St Clement

 Very little is known about the life of St Clement (92-101 AD). According to the oldest list of Roman bishops, he was the third successor to St Peter in Rome.

He is the author of an Epistle to the Corinthians which was written c. 96 AD in the name of the Church of Rome to deal with disturbances in the Church at Corinth. The letter is one of the earliest witnesses to the authority of the Church of Rome and was so highly regarded that it was read publicly at Corinth with the Scriptures in the 2nd century.

St Clement is revered as a martyr: fourth-century accounts speak of his forced labour in the mines during exile to the Crimea in the reign of the emperor Trajan (98-117 AD) and his missionary work there which prompted the Romans to bind him to an anchor and throw him into the Black Sea. Sometime later, the accounts continue, the water receded, revealing a tomb built by angels from which his body was recovered.

The relics of St Clement are reserved beneath the high altar of the basilica and on 23 November, the Feast of St Clement, they are exposed for veneration and carried in solemn procession through the neighbouring streets.

SS Cyril & Methodius

Selected by the Byzantine Emperor Michael III in 863 for a ‘cultural and religious mission’ requested by the King of Moravia, these two brothers from Thessalonia began to teach and preach in the Slav language.
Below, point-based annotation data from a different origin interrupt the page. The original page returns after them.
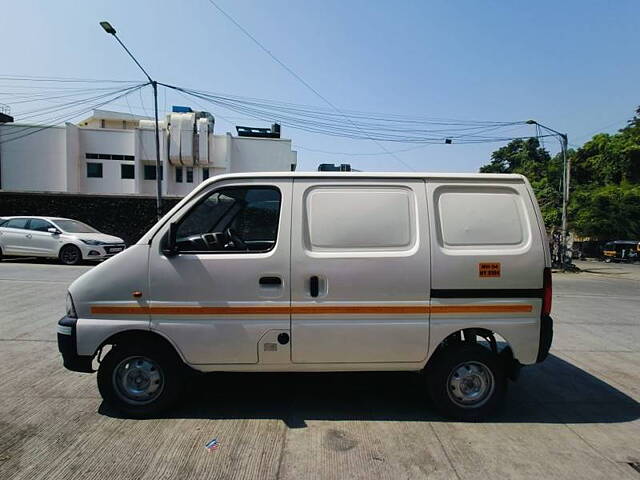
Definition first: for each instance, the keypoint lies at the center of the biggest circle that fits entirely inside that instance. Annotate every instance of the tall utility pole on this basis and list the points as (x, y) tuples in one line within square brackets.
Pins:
[(112, 31), (566, 176)]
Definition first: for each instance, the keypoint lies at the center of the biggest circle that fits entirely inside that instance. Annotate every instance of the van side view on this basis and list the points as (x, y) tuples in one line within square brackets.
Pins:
[(443, 274)]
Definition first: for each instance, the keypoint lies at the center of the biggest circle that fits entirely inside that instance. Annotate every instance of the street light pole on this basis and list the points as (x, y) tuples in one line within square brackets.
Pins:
[(112, 31), (566, 175)]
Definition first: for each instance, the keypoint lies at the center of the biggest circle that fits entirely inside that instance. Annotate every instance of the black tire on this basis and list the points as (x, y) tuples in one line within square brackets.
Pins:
[(482, 365), (170, 369), (70, 255)]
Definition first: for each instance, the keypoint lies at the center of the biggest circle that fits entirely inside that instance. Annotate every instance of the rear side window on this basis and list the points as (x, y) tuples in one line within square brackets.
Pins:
[(16, 223), (476, 217), (360, 218)]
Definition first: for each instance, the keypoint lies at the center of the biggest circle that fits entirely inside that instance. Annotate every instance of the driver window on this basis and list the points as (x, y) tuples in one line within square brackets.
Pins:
[(234, 219)]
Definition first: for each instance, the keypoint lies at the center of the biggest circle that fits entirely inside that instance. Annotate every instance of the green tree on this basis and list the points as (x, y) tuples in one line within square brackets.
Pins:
[(528, 158), (609, 212), (605, 181)]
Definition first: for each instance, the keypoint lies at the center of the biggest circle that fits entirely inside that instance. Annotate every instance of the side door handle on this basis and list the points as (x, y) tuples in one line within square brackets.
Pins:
[(270, 281), (314, 286)]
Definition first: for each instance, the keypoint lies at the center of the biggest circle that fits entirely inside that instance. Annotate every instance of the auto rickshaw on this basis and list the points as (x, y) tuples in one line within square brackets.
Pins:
[(621, 251)]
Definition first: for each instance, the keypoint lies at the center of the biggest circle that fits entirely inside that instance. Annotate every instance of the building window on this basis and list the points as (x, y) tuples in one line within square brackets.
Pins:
[(108, 156), (127, 171), (94, 170), (150, 172)]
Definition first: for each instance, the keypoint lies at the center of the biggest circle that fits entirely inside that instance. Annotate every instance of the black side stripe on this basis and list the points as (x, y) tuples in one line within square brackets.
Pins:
[(488, 292)]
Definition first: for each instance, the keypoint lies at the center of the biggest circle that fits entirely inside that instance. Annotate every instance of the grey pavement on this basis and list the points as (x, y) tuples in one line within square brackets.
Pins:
[(575, 416)]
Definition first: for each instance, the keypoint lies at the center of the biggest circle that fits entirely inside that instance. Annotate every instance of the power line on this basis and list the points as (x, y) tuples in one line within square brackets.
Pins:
[(16, 135), (299, 78)]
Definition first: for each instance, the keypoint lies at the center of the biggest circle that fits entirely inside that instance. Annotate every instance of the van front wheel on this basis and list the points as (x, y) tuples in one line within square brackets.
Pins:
[(466, 381), (140, 380)]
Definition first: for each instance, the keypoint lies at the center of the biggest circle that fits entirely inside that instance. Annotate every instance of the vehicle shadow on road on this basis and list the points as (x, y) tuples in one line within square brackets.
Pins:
[(553, 392)]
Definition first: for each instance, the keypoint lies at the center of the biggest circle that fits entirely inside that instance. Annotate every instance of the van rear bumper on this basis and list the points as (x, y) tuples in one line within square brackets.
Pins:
[(67, 347), (546, 337)]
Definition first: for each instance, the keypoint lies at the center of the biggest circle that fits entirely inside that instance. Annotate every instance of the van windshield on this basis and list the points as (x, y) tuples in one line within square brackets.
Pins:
[(74, 226)]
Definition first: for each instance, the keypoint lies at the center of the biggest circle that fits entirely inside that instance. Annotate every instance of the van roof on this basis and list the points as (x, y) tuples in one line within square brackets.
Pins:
[(431, 175)]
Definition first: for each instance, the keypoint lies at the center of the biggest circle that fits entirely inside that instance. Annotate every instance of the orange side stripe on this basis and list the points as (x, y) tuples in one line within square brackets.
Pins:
[(312, 310)]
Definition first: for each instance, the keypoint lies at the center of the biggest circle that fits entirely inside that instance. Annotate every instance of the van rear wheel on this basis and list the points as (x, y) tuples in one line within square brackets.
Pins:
[(466, 381), (140, 380)]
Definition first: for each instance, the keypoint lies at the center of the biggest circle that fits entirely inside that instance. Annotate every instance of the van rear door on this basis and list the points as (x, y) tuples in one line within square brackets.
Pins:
[(359, 271)]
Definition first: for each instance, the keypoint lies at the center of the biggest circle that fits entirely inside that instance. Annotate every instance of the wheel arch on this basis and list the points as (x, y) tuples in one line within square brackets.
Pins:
[(137, 336)]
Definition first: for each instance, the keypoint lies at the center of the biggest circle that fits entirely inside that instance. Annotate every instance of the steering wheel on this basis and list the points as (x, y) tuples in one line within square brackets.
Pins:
[(237, 241)]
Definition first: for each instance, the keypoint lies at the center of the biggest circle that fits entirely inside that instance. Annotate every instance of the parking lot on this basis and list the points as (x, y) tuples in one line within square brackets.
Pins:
[(574, 416)]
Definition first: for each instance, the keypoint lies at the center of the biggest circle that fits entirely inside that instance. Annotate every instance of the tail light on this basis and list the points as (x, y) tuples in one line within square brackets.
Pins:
[(547, 292)]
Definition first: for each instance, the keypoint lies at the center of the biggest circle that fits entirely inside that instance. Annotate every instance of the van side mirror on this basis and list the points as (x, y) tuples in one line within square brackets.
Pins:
[(170, 247)]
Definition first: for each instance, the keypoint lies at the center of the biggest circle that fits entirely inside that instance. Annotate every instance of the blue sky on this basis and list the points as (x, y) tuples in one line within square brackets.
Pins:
[(571, 65)]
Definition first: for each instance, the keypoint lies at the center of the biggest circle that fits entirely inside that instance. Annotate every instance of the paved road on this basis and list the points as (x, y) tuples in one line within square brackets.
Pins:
[(574, 416)]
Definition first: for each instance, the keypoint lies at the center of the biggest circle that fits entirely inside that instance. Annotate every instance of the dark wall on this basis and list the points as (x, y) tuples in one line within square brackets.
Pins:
[(127, 217)]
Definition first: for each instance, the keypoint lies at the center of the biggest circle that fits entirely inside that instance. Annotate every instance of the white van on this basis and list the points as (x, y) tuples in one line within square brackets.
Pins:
[(442, 273)]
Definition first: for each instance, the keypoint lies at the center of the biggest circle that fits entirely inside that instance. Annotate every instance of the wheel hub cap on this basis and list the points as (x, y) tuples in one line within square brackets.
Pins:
[(138, 380), (470, 384)]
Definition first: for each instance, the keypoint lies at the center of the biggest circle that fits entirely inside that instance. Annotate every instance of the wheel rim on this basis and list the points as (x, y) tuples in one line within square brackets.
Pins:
[(70, 255), (470, 384), (138, 380)]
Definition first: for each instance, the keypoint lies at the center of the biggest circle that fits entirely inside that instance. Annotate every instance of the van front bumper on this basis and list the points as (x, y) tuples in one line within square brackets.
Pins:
[(101, 252), (68, 349)]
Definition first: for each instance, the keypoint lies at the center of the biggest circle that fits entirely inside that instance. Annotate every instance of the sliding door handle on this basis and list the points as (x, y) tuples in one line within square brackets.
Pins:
[(314, 286)]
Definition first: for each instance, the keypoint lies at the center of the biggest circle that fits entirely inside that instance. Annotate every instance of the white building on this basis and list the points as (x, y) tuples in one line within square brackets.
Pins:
[(115, 153)]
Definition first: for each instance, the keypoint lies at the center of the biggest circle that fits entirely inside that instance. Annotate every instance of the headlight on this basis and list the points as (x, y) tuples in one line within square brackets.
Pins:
[(71, 309), (93, 242)]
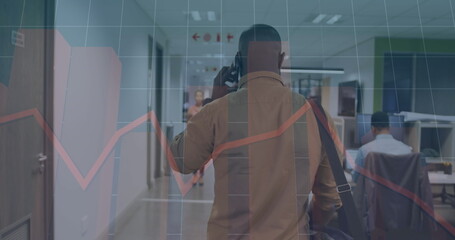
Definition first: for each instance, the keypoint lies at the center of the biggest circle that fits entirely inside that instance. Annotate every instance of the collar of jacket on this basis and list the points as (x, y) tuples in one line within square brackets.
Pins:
[(261, 74)]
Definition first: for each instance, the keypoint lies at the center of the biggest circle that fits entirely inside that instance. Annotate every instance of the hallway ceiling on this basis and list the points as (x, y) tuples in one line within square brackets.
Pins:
[(310, 43)]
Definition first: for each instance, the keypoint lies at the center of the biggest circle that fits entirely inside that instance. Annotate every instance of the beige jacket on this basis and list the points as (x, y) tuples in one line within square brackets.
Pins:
[(267, 156)]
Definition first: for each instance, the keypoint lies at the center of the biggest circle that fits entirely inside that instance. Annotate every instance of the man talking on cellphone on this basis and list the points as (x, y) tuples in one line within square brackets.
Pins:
[(266, 149)]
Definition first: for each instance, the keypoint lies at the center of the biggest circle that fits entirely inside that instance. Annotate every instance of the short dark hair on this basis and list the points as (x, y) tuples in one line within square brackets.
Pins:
[(380, 120), (258, 33), (198, 90)]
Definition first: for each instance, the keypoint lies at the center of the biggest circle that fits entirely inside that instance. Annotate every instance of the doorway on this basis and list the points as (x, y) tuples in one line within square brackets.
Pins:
[(158, 105), (26, 161), (155, 98)]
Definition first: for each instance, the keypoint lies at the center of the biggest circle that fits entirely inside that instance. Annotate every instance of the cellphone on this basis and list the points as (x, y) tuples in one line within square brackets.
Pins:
[(235, 74)]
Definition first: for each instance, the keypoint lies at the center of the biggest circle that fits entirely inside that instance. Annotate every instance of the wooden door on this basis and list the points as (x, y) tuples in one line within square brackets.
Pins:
[(25, 209)]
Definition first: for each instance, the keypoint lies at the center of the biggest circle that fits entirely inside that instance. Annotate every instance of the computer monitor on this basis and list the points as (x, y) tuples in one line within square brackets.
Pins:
[(365, 135)]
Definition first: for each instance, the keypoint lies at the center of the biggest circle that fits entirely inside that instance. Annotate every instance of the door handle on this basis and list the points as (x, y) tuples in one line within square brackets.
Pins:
[(41, 159)]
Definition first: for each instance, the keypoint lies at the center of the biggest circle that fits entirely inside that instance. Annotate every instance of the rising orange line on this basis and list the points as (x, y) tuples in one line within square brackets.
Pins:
[(185, 187)]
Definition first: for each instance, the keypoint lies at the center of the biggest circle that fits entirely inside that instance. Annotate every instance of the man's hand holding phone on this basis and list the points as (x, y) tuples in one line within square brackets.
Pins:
[(225, 82)]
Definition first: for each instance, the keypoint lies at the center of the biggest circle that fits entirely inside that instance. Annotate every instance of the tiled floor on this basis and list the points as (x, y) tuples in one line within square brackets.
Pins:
[(162, 214)]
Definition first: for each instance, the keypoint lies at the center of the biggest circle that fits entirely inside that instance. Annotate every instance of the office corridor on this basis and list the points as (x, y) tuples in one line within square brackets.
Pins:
[(161, 213)]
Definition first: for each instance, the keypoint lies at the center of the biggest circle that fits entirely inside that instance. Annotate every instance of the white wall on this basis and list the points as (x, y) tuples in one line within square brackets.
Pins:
[(85, 213), (358, 64)]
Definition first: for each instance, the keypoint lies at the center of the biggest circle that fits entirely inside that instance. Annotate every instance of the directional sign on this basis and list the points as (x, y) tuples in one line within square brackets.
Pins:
[(207, 37), (195, 37), (229, 37)]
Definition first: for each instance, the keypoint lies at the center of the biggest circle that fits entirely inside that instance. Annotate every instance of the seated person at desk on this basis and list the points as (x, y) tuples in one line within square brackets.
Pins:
[(383, 143)]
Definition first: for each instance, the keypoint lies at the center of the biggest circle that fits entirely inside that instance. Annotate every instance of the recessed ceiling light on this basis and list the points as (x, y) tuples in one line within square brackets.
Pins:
[(334, 19), (319, 18), (313, 70), (211, 16), (196, 15)]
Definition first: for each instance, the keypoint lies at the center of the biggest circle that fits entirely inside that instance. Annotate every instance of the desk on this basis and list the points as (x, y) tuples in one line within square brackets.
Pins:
[(438, 178)]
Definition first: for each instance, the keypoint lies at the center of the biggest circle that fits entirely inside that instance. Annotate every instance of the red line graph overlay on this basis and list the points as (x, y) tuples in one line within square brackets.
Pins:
[(185, 187)]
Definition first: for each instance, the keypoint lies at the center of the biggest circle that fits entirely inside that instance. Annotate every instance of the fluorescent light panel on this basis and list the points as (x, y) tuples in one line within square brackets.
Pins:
[(319, 18), (196, 15), (211, 16), (312, 70), (334, 19)]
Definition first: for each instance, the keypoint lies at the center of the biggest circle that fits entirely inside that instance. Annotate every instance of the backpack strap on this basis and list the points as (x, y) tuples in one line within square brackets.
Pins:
[(350, 220)]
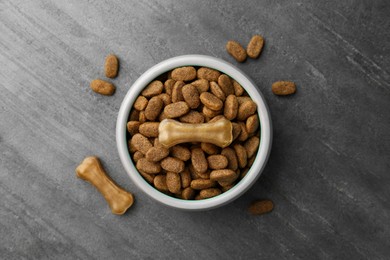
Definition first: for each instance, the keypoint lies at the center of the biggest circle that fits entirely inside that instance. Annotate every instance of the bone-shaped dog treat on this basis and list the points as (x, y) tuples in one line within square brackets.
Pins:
[(172, 132), (117, 198)]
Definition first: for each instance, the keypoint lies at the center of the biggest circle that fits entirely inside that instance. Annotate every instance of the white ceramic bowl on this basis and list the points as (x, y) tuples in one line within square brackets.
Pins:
[(265, 135)]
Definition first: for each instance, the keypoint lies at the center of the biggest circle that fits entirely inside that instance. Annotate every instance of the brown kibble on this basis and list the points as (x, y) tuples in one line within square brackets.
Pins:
[(180, 152), (184, 73), (231, 107), (148, 167), (217, 162), (177, 109), (153, 109), (241, 155), (102, 87), (153, 89), (260, 207), (255, 46), (191, 96), (236, 50), (209, 74), (141, 143), (171, 164), (283, 88), (211, 101), (111, 66)]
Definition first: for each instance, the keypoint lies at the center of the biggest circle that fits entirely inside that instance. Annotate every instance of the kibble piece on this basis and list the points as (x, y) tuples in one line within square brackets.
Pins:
[(283, 88), (177, 92), (222, 175), (251, 146), (153, 109), (141, 143), (149, 129), (202, 85), (149, 167), (180, 152), (211, 101), (173, 182), (176, 109), (238, 89), (208, 74), (226, 84), (245, 110), (255, 46), (171, 164), (260, 207), (184, 73), (217, 162), (217, 91), (242, 157), (193, 117), (111, 66), (153, 89), (133, 126), (102, 87), (236, 50), (198, 160), (231, 107), (230, 154), (191, 96), (209, 193), (201, 184)]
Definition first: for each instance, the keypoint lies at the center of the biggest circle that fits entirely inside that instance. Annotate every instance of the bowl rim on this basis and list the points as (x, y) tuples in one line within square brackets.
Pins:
[(265, 135)]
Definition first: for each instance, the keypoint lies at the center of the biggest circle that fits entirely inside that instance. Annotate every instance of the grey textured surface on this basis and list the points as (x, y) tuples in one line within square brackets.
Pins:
[(329, 171)]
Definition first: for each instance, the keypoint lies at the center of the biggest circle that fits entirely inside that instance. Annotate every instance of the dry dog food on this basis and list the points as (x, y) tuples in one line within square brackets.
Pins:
[(194, 132)]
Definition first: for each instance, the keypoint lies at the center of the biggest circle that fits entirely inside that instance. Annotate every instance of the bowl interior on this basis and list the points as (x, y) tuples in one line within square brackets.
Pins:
[(265, 131)]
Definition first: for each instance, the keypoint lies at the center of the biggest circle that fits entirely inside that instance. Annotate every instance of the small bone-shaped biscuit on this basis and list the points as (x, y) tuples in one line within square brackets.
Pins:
[(117, 198), (172, 132)]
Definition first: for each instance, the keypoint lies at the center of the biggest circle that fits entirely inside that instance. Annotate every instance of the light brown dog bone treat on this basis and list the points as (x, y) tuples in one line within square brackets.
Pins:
[(184, 73), (177, 91), (283, 88), (222, 175), (102, 87), (230, 154), (180, 152), (245, 110), (251, 146), (226, 84), (149, 129), (117, 198), (172, 132), (191, 96), (260, 207), (153, 89), (176, 109), (208, 74), (193, 117), (211, 101), (231, 107), (147, 166), (201, 184), (173, 182), (242, 157), (141, 143), (236, 51), (202, 85), (111, 66), (255, 46), (209, 193), (171, 164), (153, 108), (217, 91), (217, 162)]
St Cyril, a brilliant linguist, devised an alphabet, thus becoming the founder of the Slavonic literature. He also adopted Slavonic for the celebration of the liturgy, and circulated a Slavonic translation of the Scriptures.

According to St Cyril’s own report, in 861 AD he recovered the body of St Clement in the Crimea, together with the anchor. Invited to Rome in 867 AD by the Pope, SS Cyril and Methodius took these remains with them, arriving in 868 AD. The body of St Clement was solemnly escorted to and interred in San Clemente. A year later on 14 February St Cyril died in Rome. St Methodius asked for permission to take the body back to Greece. When the Pope and people of Rome would not allow this, St Methodius requested that the burial be in San Clemente itself.

During the French revolution the relics of St Cyril were placed in safekeeping and eventually were lost. In the 1960s the Irish Dominican Fathers discovered a small fragment of the relics. Pope Paul VI personally placed this fragment in the Basilica di San Clemente in the hope ‘that the sacred relics of St Cyril might be a cause of union with the See of Rome.’